I have found that braking power seems less adequate on automatic-transmission vehicles though, as the drive train tends to fight against the brakes a lot of the time. You might want to make a habit of manually down-shifting to help control that runaway auto-tranny effect.

Is it possible that the rear drums are out of adjustment? You could adjust the star wheels out a little or bend the proportioning valve linkage for some more rear brake power--just make sure you're not getting so much rear-bias that the rear brakes are locking up before the fronts.

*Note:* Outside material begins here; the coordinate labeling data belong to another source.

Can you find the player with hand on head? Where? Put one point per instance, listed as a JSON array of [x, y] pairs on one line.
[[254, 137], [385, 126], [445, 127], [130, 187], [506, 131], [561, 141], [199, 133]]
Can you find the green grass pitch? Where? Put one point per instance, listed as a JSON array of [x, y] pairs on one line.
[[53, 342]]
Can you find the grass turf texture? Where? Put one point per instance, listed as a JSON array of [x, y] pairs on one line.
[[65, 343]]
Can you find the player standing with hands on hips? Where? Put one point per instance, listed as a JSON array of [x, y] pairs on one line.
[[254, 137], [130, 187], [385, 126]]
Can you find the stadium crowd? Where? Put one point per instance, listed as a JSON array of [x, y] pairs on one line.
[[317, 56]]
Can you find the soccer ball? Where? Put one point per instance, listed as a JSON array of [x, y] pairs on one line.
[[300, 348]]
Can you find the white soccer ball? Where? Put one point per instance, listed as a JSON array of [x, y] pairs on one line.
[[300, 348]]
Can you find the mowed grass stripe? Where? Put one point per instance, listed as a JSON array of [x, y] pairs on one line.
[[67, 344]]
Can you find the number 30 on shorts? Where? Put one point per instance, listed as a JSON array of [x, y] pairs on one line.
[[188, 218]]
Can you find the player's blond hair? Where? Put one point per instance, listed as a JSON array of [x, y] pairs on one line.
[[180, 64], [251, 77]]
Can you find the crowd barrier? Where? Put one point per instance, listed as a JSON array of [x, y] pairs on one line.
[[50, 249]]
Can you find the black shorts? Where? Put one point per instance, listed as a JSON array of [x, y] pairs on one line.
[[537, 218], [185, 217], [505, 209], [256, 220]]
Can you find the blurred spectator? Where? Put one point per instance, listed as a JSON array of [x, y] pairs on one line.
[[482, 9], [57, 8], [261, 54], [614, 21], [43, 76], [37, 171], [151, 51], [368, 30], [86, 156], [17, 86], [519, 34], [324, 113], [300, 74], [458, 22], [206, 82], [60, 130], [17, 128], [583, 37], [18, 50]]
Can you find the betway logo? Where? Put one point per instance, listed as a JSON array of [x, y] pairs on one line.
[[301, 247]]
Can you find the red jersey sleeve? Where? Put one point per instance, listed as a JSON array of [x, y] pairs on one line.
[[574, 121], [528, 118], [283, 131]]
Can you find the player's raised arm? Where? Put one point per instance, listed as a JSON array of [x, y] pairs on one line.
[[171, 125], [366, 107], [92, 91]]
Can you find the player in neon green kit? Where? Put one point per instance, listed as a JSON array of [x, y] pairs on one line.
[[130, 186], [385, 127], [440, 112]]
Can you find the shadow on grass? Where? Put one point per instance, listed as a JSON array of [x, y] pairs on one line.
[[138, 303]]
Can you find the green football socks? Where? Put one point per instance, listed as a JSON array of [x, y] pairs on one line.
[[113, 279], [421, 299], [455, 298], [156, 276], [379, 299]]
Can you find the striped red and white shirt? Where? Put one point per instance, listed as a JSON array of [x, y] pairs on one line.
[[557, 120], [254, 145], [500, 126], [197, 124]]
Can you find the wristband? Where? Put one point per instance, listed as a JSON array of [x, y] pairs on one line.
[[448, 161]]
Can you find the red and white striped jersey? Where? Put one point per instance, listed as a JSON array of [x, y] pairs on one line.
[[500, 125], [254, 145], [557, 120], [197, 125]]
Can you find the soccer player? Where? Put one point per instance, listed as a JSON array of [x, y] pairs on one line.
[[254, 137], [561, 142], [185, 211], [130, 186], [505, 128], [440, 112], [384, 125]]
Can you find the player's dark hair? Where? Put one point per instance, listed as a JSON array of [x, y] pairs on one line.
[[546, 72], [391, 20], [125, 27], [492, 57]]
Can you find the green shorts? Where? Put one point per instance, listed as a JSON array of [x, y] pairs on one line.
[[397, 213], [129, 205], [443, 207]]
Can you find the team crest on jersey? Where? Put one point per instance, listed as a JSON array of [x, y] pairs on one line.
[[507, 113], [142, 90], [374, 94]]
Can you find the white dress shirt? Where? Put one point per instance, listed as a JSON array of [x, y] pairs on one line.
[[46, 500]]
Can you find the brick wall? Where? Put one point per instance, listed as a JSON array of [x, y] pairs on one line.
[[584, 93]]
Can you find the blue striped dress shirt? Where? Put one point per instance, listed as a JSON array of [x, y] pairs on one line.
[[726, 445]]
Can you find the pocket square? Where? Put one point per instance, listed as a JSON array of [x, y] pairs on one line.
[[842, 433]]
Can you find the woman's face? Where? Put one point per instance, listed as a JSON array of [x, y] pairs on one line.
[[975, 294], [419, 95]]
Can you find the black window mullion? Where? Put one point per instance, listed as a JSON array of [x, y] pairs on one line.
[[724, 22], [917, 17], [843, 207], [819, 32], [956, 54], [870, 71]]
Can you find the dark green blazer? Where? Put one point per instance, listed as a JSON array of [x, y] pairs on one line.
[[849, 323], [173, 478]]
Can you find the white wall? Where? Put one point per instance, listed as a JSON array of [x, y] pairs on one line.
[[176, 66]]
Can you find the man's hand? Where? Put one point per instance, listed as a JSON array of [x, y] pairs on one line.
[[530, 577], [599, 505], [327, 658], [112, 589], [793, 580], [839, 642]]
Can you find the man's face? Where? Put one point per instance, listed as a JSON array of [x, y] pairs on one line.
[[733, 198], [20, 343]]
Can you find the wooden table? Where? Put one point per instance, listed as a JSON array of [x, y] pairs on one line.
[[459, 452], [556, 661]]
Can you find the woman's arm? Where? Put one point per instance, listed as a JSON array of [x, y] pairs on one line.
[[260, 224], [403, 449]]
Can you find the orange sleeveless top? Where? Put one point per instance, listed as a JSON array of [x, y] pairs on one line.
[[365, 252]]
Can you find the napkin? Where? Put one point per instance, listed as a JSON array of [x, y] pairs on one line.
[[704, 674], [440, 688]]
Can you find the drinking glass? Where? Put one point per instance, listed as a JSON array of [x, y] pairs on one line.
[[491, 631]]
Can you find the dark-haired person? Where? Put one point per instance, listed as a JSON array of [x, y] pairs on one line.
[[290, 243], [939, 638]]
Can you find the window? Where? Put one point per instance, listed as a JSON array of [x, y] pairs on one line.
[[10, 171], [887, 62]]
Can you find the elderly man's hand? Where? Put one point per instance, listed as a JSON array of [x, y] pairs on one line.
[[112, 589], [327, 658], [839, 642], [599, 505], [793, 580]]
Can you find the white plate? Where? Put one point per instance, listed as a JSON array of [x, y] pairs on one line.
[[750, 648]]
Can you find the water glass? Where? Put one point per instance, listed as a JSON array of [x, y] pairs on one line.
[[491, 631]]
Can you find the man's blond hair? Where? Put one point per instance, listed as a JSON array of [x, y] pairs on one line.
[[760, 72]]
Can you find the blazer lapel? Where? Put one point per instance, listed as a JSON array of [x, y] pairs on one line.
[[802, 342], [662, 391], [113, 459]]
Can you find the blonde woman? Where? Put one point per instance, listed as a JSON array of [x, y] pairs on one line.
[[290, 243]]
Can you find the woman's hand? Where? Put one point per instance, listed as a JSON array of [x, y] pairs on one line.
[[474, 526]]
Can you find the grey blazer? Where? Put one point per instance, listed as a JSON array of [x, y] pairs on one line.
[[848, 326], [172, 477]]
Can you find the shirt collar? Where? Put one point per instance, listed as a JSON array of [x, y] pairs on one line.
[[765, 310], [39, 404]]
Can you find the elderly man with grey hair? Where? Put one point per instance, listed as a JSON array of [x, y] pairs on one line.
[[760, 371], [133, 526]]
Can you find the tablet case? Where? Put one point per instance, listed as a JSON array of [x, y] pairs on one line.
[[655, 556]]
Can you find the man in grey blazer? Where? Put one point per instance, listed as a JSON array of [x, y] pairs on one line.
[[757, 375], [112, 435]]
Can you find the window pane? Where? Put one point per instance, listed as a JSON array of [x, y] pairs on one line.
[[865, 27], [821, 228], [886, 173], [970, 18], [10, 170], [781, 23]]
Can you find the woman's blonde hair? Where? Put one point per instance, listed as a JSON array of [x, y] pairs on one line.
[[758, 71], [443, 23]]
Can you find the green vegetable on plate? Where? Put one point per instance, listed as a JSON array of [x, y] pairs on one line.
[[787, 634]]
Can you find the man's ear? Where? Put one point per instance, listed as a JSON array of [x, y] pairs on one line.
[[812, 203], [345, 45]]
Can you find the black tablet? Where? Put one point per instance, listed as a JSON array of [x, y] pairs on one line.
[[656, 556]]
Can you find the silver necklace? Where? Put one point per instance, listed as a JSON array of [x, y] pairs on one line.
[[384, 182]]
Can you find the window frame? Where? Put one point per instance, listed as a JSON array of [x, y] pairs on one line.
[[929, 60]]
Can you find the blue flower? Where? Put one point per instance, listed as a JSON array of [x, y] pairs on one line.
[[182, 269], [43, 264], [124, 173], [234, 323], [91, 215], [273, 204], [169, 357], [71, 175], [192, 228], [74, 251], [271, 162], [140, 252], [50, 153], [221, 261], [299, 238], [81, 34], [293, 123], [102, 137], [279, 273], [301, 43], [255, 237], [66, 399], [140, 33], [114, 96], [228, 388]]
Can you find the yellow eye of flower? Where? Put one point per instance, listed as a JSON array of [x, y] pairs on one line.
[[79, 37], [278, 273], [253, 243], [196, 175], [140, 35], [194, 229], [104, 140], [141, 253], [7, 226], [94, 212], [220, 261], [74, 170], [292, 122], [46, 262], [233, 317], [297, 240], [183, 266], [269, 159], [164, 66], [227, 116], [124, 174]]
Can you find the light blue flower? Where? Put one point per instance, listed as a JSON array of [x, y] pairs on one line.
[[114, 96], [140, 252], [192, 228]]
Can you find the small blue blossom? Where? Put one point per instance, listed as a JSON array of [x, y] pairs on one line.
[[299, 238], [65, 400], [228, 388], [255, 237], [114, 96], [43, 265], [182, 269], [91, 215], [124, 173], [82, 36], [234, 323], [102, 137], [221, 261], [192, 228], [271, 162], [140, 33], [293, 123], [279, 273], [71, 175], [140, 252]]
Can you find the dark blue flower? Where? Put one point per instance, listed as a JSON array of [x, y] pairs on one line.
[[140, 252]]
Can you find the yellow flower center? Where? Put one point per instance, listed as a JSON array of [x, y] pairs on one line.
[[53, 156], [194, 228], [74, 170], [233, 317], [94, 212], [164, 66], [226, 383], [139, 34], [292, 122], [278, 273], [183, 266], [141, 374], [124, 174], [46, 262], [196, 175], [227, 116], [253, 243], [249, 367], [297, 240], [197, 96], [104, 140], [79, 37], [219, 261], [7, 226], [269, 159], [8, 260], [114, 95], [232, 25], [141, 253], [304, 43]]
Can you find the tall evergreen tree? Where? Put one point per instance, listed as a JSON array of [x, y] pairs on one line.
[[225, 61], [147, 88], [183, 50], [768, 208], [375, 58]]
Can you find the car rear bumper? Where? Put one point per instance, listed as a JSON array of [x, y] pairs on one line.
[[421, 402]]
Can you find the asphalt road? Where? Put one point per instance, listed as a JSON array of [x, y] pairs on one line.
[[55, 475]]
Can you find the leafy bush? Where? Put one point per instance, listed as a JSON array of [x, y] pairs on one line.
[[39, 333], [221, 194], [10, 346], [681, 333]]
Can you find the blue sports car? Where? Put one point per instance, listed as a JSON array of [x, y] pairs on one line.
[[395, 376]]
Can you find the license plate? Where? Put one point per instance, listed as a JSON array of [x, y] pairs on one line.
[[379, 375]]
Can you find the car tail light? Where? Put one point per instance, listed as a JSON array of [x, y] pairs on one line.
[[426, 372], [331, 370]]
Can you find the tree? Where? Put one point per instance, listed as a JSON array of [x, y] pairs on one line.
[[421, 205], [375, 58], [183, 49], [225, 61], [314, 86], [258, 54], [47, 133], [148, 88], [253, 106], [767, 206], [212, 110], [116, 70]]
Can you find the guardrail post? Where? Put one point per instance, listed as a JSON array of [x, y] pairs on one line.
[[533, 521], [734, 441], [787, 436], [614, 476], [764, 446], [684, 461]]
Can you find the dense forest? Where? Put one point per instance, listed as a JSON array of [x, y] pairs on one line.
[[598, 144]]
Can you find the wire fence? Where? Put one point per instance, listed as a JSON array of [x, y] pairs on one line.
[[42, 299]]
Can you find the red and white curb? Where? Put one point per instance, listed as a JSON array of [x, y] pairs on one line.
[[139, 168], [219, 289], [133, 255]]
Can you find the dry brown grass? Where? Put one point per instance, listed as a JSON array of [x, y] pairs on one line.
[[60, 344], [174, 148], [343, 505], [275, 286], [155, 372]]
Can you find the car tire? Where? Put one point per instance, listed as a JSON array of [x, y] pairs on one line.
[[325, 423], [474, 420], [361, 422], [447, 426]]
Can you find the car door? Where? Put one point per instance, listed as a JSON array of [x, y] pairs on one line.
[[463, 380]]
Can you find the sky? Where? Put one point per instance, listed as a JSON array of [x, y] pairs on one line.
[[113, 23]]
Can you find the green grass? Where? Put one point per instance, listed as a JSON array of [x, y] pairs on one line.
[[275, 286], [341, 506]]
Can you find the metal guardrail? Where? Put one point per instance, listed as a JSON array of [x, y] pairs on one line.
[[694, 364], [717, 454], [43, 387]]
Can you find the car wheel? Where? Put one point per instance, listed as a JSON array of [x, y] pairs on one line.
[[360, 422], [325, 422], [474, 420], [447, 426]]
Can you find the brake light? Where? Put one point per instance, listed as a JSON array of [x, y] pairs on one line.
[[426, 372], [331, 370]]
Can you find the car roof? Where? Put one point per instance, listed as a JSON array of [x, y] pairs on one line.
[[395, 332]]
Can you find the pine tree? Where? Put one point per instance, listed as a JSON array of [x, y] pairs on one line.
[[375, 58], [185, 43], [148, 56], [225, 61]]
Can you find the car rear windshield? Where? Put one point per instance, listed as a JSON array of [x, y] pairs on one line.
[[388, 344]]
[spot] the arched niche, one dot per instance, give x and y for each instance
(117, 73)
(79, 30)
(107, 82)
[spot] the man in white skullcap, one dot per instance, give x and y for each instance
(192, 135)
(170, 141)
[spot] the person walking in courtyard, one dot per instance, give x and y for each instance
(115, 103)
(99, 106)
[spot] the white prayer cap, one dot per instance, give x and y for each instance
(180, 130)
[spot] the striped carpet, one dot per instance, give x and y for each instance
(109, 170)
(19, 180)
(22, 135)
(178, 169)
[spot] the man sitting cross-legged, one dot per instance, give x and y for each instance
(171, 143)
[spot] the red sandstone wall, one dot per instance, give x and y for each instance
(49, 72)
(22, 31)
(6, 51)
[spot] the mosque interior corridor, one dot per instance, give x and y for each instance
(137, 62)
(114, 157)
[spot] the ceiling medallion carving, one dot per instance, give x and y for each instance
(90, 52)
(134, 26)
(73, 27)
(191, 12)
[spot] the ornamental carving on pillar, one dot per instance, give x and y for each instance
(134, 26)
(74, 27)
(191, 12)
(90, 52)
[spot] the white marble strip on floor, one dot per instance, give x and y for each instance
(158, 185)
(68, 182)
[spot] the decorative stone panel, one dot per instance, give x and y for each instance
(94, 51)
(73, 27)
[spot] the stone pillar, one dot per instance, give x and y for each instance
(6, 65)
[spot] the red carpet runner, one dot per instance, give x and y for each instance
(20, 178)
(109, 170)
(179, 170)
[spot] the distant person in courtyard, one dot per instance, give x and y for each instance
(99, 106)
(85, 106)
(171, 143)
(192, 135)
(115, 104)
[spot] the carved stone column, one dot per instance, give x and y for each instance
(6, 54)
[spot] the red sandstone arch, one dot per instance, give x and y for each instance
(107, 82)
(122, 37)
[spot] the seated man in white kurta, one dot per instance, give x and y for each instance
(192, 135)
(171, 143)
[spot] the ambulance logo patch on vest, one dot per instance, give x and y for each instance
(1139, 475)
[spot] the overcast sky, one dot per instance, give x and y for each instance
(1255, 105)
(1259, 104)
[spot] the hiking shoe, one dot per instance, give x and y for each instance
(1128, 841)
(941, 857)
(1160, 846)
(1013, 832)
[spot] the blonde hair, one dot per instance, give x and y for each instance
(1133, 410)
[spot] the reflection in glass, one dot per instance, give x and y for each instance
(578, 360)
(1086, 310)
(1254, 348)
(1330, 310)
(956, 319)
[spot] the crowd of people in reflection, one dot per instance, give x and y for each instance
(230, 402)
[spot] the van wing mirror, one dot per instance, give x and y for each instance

I've adjusted the LSPV linkage on the '85 but we've never messed with anything on the '98.

Mrknowitall
01-11-2012, 07:58 PM
I'll chime in, even though mine is a Tundra (5VZ auto, nonetheless). I really don't think there is enough powere there to hurt anything. If you go to the Mtns once in a great while, it'll be fine. Or, if you don't plan on running above 70 much. With deeper gears, it would be just fine. The step between 2nd and D is just too big (the difference between 3 and 4 in the MT is almost the same). With the right gears, D will get it done with 3-4k, as long as there's not too much windage. Pulling my 4-runner up a good grade requires 2nd... not fun.

Stick Figure
01-12-2012, 05:55 AM
Remember too there are two different size of factory brakes for the 3rd gen 4runner. If you had the 16" wheels stock you SHOULD have had the larger size from the factory.

98roamer
01-12-2012, 01:13 PM
I have a 98 Limited with 16" rims and I feel the brakes are on the light side, even with my Brembos rotors and Hawk pads. Electric trailer brakes for me.